Вацлав Чтвртек - Трое нас и пёс из Петипас
– Ну и ладно! Мы тоже скоро узнаем.
– Скоро! Через пять лет!
– Через пять лет… – тихо сказал Руда; звезды пробудили в нас какие-то странные мысли. – Может, через пять лет мы вспомним, как проводили каникулы в Петипасах, и я скажу тебе: «А помнишь, Тонда, как смеялись надо мной ребята из-за того, что я однажды заплакал?»
– А я отвечу: «Да, да, Рудольф, припоминаю что-то в этом роде».
– Я плакса?
– Нет, конечно. Ведь с тех пор ты ни разу больше не плакал.
– Разумеется, – вздохнул облегченно Руда и, довольный, завалился на траву.
Затем мы должны были громко откашляться и высморкаться, чтобы прогнать мысли, навеянные звездным небом.
И вдруг у калитки сада послышался смех Анчи. А потом и другие голоса.
Руда прижался к траве, потянул меня за локоть.

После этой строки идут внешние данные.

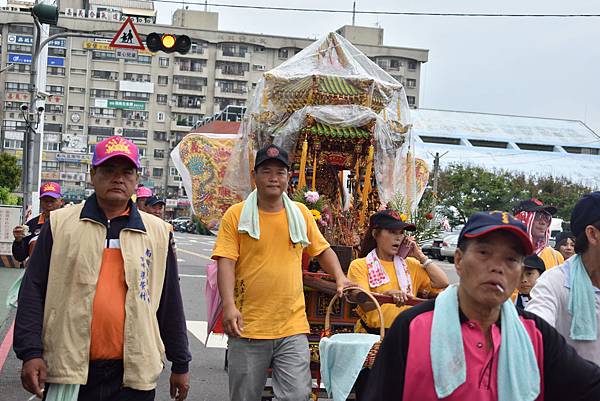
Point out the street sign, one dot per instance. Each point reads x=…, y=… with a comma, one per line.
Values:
x=127, y=54
x=127, y=37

– Внимание! Явились ребята и девчонки.
Дорожка, ведущая от калитки к дому, была в тени, и я не мог разглядеть, кто пришел.
В это время зажегся свет в одном из окон, из него выглянул отец Анчи. В руках у него был Пецка. Такса весело затявкала, ребята столпились у окна. Теперь я мог их разглядеть. Я узнал Грудека, Индру Клоца, а из девочек – только Анчу и Итку Малотову. Лойзы Салиха нигде не было видно.
Ребята дразнили Пецку, но он, казалось, не очень-то обращал на них внимания. Вдруг он выскользнул из рук Анчиного отца на землю и скрылся в темноте. Тявкнул несколько раз и прибежал назад. Отец высунулся из окна и спросил:
– Кто там?
Кто-то из ребят зажег ручной фонарик и осветил кусты за домом. Из них вылез Лойза Салих.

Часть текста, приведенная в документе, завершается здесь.